For the enrichment work itself, you can eventually use:

• topGO
• KEGGprofile

Both of these accept Entrez IDs and are both Bioconductor packages.

0
Entering edit mode

Do the R libraries you listed below require internet connection.

With the following file name.

1
Entering edit mode

Thanks. Then —yes— they are likely Entrez IDs. For your other question, I believe they require an Internet connection. Can you not check that yourself ... ?

0
Entering edit mode

3
Entering edit mode
@gordon-smyth
Last seen 6 hours ago
WEHI, Melbourne, Australia

The row.names you show do appear to be human Entrez Gene Ids.

You added a limma tag to your question and I am guessing that you have used limma before. So you would know that there are several pathway analysis functions provided by limma and they all work with Entrez Gene Ids. Of all the gene set testing functions provided by limma (roast, fry, camera, wilcoxGST, goana and kegga), only kegga requires in internet connection.
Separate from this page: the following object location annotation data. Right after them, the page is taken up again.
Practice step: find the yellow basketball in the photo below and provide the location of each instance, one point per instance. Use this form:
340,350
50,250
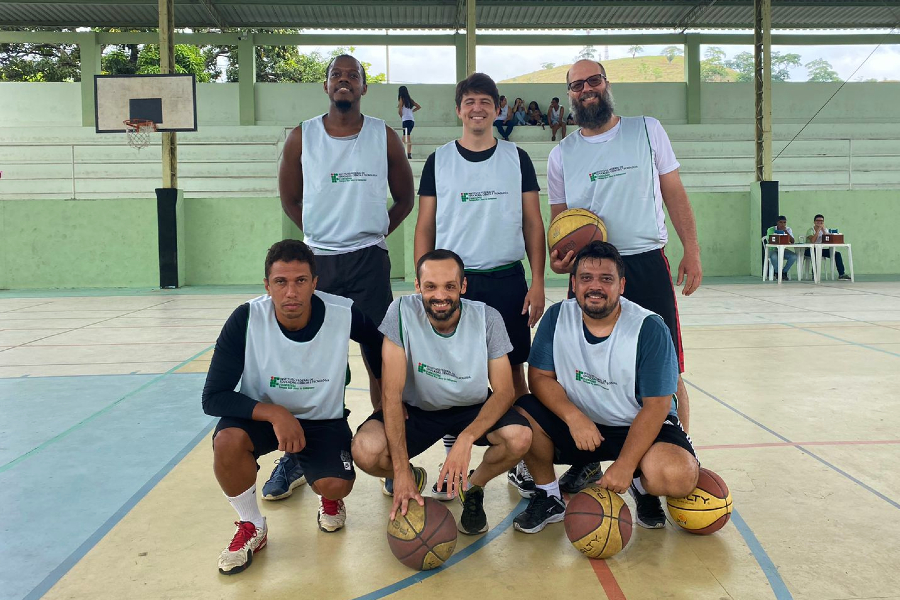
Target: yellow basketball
598,522
573,229
706,509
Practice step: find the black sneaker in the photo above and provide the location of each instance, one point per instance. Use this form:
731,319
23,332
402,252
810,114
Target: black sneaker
521,479
579,477
650,514
472,521
542,510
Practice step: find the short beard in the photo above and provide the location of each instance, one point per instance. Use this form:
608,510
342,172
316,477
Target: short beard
446,316
597,313
595,115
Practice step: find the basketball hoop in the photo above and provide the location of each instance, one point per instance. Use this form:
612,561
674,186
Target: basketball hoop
138,132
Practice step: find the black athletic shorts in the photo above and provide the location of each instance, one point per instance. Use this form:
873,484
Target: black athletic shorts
505,289
567,453
327,450
425,427
363,275
648,283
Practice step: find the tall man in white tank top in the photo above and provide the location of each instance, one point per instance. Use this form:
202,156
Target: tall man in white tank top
479,197
336,192
276,381
624,170
441,354
603,373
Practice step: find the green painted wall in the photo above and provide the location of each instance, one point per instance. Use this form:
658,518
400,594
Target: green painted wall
227,238
56,243
287,104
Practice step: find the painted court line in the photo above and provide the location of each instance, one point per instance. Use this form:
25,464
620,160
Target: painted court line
769,569
457,557
795,444
90,418
834,468
56,574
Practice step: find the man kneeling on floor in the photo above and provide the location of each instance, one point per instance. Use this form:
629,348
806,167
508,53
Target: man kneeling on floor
288,350
440,354
603,374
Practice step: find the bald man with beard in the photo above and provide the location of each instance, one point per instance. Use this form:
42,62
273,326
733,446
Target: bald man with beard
624,170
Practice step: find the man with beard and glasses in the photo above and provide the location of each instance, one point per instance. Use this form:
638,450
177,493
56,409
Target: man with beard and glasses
336,193
603,373
624,170
441,353
480,198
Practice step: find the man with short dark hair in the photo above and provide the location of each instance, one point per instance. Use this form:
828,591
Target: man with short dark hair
288,352
336,194
603,374
623,169
441,355
479,197
814,236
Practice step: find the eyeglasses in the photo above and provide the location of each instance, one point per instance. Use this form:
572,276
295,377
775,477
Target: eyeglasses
594,80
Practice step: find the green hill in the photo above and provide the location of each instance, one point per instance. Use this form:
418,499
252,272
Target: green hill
639,69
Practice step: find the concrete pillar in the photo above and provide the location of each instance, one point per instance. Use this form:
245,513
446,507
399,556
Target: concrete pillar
762,55
247,79
470,37
90,49
692,77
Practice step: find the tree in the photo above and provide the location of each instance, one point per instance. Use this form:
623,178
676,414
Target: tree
712,67
820,70
744,64
39,62
670,52
588,52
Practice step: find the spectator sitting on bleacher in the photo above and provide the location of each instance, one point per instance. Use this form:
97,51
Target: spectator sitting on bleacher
814,236
535,117
519,113
790,257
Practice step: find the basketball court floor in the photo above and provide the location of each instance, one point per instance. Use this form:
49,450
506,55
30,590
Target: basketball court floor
107,490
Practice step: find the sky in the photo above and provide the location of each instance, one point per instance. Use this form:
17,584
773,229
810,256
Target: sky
438,64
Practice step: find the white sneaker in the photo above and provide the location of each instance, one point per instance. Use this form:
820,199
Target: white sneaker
332,514
247,540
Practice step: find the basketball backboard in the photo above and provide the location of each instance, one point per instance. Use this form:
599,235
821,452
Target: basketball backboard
170,101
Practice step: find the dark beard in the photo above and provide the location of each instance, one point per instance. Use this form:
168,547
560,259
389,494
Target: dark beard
454,306
595,115
597,313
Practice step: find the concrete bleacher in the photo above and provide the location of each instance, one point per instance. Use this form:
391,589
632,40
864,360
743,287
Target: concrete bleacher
234,161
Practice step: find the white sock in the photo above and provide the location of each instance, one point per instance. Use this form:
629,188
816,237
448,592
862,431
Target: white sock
636,482
449,440
246,506
552,489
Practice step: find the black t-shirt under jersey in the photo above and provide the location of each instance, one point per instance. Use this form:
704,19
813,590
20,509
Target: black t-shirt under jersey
219,396
428,187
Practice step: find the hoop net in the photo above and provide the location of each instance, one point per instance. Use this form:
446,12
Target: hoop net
138,132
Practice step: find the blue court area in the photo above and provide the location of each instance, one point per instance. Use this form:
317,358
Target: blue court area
107,490
76,451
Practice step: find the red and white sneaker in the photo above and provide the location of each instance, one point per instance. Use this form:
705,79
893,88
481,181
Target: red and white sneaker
247,540
332,515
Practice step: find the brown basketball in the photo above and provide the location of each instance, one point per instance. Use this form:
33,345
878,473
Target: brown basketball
425,537
598,522
573,229
706,509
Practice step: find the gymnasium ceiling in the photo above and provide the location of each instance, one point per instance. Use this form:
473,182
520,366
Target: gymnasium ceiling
665,15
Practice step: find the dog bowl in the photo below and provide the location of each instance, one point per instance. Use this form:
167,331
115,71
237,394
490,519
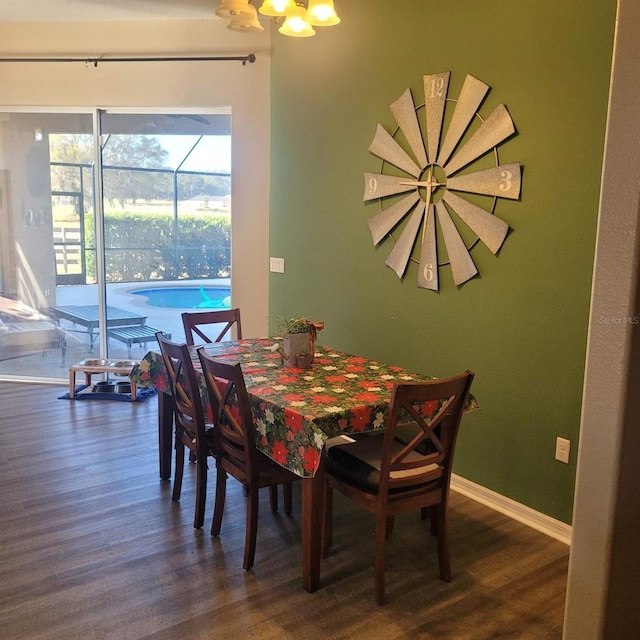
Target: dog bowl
95,362
123,364
104,387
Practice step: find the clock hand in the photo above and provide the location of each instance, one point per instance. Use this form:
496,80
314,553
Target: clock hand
423,183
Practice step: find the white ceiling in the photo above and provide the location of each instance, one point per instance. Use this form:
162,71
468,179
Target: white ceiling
104,10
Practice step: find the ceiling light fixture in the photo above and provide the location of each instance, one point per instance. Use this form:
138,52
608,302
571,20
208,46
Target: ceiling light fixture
298,20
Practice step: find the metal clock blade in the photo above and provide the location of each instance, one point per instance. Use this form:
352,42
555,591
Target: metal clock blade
502,181
496,128
435,96
471,96
378,185
428,267
404,111
490,229
462,266
399,256
382,223
385,147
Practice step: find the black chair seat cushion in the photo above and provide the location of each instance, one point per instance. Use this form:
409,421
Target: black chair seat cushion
358,461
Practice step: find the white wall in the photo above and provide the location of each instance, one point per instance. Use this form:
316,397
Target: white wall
166,85
603,588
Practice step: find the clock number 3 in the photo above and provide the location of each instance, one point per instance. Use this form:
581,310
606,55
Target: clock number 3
506,177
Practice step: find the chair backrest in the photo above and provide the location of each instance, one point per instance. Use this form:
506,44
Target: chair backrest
193,320
185,393
434,410
232,417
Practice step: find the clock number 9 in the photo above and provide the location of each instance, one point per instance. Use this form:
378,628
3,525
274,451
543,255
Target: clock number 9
506,177
437,88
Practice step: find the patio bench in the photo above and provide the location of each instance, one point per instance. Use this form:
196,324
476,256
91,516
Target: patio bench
135,335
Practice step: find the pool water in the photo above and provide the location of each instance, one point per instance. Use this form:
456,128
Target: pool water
187,297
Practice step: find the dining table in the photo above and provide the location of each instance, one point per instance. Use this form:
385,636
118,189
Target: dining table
295,412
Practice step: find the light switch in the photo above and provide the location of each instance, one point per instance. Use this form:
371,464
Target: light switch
276,265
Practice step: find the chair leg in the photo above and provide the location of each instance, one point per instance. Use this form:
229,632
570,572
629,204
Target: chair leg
251,532
288,497
389,526
201,490
177,480
442,531
218,509
273,497
327,522
381,534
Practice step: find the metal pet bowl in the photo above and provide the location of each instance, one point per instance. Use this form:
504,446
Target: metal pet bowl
124,364
104,387
95,362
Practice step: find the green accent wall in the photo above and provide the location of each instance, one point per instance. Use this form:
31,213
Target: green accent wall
522,324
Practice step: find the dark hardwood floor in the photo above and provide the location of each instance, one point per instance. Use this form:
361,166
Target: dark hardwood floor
92,547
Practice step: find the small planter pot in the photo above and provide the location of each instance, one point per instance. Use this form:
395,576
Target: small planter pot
294,344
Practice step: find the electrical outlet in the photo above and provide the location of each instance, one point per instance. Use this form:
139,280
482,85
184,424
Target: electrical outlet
276,265
562,450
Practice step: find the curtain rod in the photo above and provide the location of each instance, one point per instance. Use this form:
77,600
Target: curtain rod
250,57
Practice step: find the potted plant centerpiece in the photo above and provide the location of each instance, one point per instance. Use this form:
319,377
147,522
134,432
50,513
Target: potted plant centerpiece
299,337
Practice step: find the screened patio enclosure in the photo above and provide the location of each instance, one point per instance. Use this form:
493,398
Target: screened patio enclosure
93,206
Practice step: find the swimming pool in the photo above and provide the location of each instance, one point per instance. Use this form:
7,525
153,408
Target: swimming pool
187,297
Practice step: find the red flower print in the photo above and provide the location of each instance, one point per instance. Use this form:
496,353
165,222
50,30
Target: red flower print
279,452
293,419
293,397
323,398
368,396
354,368
361,418
284,378
310,458
262,391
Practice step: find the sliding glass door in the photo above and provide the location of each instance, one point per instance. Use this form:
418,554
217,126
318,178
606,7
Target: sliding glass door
113,223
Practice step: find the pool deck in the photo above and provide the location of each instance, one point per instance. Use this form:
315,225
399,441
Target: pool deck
49,365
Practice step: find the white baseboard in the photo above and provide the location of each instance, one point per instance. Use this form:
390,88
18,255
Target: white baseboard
534,519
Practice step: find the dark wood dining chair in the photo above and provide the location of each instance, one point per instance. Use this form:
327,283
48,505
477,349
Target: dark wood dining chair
389,473
194,320
237,453
191,430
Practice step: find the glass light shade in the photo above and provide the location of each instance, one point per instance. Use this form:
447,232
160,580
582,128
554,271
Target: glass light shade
278,8
232,9
321,13
246,24
297,27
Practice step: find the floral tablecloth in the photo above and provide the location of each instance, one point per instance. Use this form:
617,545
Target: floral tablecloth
296,410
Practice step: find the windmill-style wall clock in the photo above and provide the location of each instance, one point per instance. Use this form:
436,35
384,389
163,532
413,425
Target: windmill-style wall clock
435,174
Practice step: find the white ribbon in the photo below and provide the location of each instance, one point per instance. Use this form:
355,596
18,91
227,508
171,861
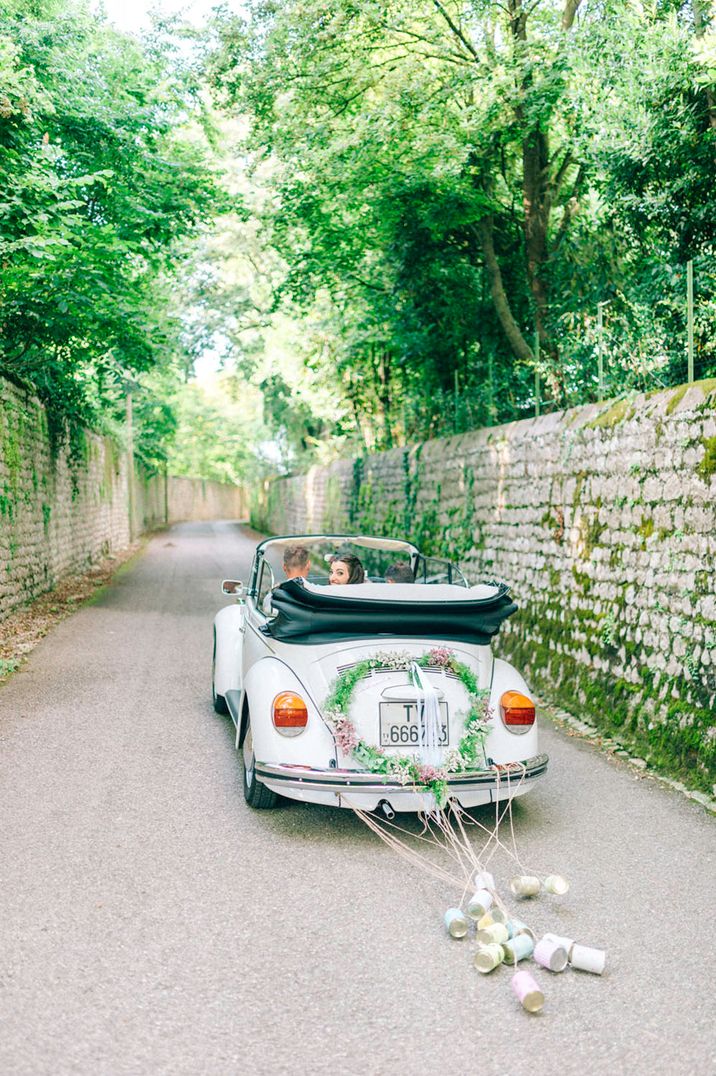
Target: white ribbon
429,717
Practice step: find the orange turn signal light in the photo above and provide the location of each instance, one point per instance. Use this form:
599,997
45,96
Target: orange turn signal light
517,711
290,712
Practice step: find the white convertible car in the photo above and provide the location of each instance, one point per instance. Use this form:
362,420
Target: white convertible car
378,694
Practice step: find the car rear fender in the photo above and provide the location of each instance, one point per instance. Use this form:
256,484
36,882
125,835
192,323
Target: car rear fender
313,747
228,642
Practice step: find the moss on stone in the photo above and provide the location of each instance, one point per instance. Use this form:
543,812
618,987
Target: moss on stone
645,531
621,411
707,465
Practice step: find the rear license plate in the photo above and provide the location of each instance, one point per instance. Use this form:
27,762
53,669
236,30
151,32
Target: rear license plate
399,726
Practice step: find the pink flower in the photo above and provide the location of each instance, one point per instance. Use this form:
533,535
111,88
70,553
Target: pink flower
440,655
346,735
427,774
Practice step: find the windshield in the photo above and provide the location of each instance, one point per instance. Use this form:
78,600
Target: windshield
383,561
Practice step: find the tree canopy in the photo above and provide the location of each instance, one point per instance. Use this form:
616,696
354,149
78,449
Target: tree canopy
106,180
452,186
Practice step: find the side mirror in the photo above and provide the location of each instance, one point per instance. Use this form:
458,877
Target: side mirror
233,586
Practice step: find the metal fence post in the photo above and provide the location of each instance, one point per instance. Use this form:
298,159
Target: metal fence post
600,347
689,317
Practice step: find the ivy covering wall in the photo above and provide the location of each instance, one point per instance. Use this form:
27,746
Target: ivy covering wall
603,521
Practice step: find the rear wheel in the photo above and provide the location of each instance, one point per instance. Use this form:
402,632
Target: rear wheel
255,792
219,701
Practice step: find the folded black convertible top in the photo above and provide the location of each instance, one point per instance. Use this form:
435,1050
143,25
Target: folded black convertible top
306,617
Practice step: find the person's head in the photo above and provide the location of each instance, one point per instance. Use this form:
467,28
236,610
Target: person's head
346,568
296,562
401,572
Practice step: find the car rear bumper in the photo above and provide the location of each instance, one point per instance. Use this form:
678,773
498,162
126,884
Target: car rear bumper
359,788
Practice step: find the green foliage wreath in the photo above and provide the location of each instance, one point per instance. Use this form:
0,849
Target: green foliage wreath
408,769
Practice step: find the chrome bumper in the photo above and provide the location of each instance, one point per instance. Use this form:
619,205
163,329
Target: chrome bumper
359,780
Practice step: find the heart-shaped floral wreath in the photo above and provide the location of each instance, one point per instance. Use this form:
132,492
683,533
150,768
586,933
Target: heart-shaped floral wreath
408,769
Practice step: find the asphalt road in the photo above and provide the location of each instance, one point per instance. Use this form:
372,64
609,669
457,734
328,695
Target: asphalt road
152,923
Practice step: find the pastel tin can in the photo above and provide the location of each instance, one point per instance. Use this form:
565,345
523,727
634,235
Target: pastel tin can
488,957
550,953
524,886
518,948
455,923
482,879
494,934
528,991
586,959
556,883
479,904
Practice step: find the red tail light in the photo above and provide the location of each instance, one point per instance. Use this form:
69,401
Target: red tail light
290,713
517,711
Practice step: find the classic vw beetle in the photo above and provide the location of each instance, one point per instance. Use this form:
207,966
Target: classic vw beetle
330,687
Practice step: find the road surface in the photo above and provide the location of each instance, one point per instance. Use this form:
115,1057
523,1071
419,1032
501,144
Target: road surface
152,923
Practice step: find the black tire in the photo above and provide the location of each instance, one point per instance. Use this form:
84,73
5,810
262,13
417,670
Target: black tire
255,792
219,701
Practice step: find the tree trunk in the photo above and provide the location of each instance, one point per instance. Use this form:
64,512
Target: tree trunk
501,302
700,25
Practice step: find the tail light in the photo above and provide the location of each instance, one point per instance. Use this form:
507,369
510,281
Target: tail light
290,713
517,711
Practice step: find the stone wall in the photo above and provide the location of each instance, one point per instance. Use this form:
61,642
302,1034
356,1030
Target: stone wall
58,513
603,521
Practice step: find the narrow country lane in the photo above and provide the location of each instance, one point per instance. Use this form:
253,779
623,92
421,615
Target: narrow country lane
152,923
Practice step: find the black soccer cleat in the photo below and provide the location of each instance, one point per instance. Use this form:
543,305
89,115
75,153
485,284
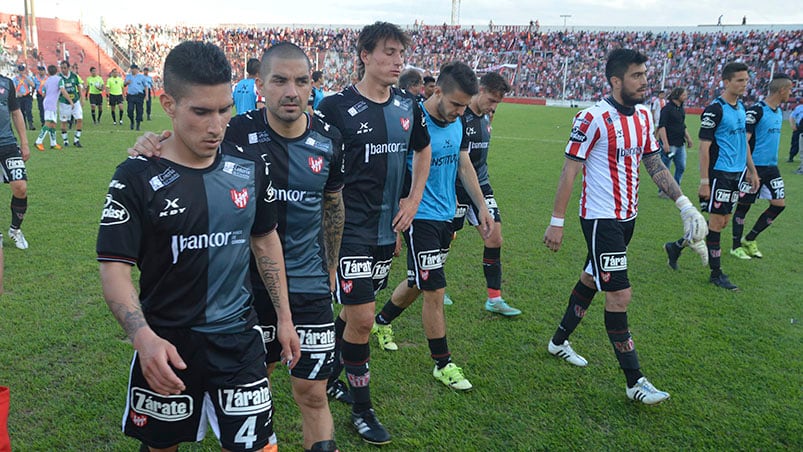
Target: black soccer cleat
673,252
722,281
369,427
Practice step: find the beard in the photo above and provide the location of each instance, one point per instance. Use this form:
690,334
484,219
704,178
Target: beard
631,98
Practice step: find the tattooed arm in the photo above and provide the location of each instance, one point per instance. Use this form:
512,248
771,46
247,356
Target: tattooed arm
661,176
333,219
155,354
267,251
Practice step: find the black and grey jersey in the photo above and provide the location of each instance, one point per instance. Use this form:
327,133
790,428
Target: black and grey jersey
376,140
477,131
302,170
188,230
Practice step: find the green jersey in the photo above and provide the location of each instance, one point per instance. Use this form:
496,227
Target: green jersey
72,84
115,86
95,84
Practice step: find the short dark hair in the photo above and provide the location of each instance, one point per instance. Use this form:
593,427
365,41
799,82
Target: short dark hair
194,63
410,77
378,31
252,66
778,82
621,59
676,93
732,68
495,83
457,75
285,51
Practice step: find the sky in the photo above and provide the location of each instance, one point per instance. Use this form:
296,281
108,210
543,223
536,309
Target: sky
472,12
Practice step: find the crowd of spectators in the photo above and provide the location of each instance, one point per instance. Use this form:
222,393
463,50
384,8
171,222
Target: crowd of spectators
533,60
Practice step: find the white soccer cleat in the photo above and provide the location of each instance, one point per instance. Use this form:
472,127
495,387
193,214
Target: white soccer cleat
566,352
643,391
19,238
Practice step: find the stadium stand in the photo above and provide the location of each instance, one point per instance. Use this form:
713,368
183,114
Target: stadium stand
534,59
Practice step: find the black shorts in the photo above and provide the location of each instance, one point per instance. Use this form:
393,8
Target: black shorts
11,164
96,99
772,186
362,272
115,99
467,210
724,192
607,242
226,386
428,245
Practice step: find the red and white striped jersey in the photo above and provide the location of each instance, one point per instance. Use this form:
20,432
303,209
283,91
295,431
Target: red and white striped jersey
611,145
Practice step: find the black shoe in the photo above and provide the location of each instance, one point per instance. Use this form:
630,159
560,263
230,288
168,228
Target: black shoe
369,427
673,252
722,280
340,392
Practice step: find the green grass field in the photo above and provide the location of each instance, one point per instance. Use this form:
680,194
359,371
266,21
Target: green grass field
732,361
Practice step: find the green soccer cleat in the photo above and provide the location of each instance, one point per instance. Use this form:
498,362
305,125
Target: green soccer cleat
452,376
752,248
384,335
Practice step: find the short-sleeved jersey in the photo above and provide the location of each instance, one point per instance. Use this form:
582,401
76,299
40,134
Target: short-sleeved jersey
244,95
764,124
610,140
447,140
477,132
723,125
95,84
115,86
72,84
137,84
52,92
376,140
8,103
302,171
188,230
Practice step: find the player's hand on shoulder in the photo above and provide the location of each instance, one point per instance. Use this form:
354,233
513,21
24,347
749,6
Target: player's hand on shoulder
149,144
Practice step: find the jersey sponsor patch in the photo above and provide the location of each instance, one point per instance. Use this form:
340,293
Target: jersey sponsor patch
240,198
113,212
237,170
355,267
169,408
316,338
577,135
253,398
430,259
611,262
160,181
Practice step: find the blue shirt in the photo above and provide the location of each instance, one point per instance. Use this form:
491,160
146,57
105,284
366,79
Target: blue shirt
245,95
439,200
764,125
723,125
137,84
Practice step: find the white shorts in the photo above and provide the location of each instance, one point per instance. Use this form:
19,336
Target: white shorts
51,115
66,111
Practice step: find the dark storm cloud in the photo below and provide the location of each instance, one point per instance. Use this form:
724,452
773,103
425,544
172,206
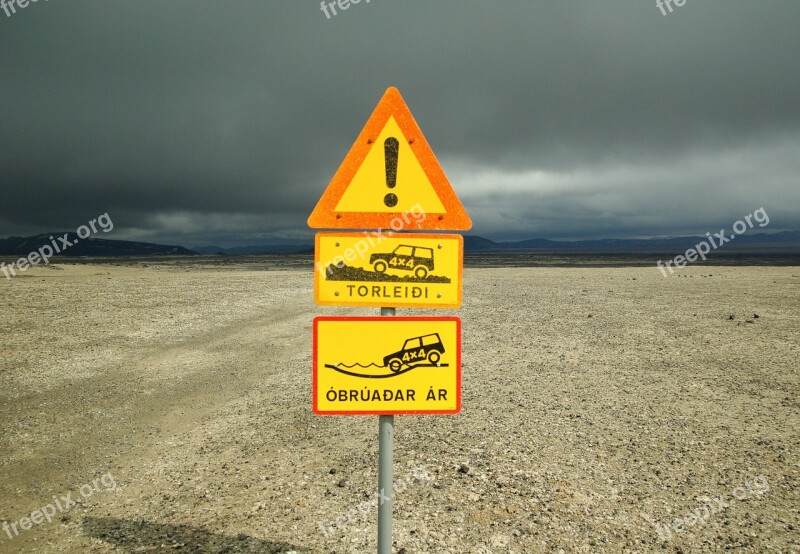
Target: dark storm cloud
209,120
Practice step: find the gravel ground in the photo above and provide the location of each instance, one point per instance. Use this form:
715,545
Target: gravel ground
600,408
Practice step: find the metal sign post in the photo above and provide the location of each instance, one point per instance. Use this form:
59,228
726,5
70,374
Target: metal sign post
385,473
357,367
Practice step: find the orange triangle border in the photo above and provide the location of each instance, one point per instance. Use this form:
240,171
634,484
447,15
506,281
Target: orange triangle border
324,215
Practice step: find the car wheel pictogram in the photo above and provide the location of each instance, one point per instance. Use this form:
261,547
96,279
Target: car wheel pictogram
380,266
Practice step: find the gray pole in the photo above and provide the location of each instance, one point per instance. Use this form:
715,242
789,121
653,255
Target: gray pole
385,474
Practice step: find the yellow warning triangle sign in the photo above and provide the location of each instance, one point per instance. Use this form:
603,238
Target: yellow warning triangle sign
390,179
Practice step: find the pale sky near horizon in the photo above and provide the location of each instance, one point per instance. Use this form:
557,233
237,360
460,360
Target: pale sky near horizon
201,122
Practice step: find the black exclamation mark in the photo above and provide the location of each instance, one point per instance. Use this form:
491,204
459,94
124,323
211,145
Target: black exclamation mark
391,148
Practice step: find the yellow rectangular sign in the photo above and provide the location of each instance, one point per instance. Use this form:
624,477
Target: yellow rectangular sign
386,269
386,365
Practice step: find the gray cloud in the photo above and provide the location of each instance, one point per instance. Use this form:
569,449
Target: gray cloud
223,121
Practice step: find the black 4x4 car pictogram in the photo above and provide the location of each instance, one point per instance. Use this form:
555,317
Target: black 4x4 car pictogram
405,257
427,349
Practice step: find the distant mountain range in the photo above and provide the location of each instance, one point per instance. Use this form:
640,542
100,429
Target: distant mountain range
782,242
774,243
22,246
786,242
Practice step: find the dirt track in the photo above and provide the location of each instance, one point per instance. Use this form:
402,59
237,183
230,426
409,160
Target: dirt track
597,404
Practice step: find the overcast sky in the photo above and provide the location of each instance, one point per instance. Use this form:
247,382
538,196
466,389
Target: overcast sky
201,122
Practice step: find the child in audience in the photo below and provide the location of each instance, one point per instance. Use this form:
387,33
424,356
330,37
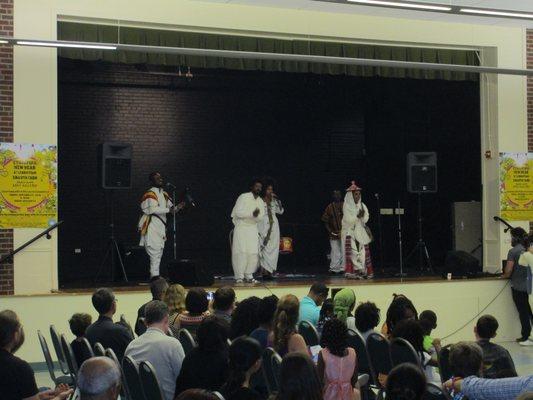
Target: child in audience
366,318
466,359
326,313
428,320
78,325
497,362
337,363
244,361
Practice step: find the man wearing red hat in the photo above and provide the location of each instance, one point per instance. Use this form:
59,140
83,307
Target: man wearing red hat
355,234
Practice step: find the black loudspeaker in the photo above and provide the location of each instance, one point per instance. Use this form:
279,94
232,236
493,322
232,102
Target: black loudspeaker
189,273
114,165
422,172
461,263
The kegga internet requirement is unavoidable because of KEGG's licensing restrictions.

For example, if the top row of genes in your question was your gene list, a GO analysis could be done by

Genes <- c("1","87769","144568","2","53947","65985","51166"
g <- goana(Genes)
topGO(g)


provided you have the Bioconductor limma, GO.db and org.Hs.eg.db packages installed.

There are plenty of examples showing how to do pathway enrichment analyses in the context of a limma or edgeR differential expression analysis, for example

Of course you can't do an enrichment analysis until you have a gene list and you won't have a gene list until you undertake a differential expression analysis. At the moment you haven't mentioned any analysis.

0
Entering edit mode

I can't thank you enough for this answer.